= Gerald Eckert =

German composer, cellist, and painter

Gerald Eckert (born 27 December 1960) is a German composer, cellist, and painter. He currently lives in Eckernförde.

==Biography==
Eckert, born in Nuremberg, studied mathematics at the University of Erlangen, violoncello and conducting at the conservatory of Nürnberg. Then he studied of composition with Nicolaus A. Huber and Walter Zimmermann and electroacoustic composition at the Folkwang-Hochschule Essen.
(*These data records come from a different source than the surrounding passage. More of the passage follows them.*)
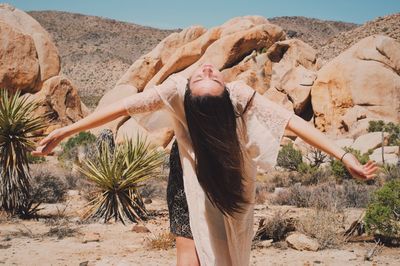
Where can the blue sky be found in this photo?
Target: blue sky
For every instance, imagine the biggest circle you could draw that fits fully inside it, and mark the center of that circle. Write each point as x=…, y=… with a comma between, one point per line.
x=169, y=14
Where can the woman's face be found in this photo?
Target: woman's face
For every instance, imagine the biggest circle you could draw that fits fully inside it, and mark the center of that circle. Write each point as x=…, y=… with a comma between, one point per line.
x=206, y=80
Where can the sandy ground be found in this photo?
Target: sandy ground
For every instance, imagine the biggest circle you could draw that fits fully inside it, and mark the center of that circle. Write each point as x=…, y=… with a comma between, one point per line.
x=27, y=242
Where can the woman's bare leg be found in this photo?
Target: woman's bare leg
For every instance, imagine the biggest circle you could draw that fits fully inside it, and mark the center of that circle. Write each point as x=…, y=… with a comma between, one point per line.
x=186, y=252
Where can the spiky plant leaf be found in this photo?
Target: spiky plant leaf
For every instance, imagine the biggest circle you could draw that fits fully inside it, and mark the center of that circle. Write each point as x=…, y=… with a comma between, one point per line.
x=17, y=126
x=118, y=175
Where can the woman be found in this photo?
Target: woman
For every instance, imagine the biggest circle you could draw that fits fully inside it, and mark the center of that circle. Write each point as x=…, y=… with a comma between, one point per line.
x=224, y=132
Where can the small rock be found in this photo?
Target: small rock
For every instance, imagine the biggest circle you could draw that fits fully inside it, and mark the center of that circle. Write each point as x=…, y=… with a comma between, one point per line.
x=301, y=242
x=91, y=237
x=140, y=229
x=265, y=243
Composition courses with James Dillon, Brian Ferneyhough and Jonathan Harvey.
1995 he received a scholarship of the Fondation Royaumont/France. 1996/97 work as visiting scholar at the CCRMA of the Stanford University/US. 1998 he was guest professor at Darmstadt and at Akiyoshidai/Japan. 1999 he received a scholarship of the Heinrich-Strobel-Fondation, 2000/02 he was lecturer at the TU Darmstadt.
2000 he realized a dance project with Dyane Neiman. 2006 he was composer in residence at the festival for contemporary music at Zurich/Switzerland. 2008 he realized together with the academy of the arts Berlin a project for choir, dancers, ensemble, video and electronics.
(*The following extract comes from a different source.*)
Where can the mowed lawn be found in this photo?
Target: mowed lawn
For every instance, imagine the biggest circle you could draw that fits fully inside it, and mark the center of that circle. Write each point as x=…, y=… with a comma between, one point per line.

He received various prizes and awards: Gulbenkian Prize '93, NDR-Prize '94, Kranichsteiner Musikpreis '96, nomination for the ICMC '96 Hong-Kong and '03 Singapore, composition award of the "Biennale Hannover" '97, "S. Martirano Competition" USA 2003, 1st prize of Bourges 2003, nomination for the world-music-days '95 and '04, 1st prize of Stuttgart 2005, a scholarship for Venice 2006 and for Los Angeles 2010.

As cello player various recordings on different broadcasting stations of works by John Cage, Morton Feldman, Hans Zender, a.o.

Since 1989 work on paintings. Exhibitions and installations.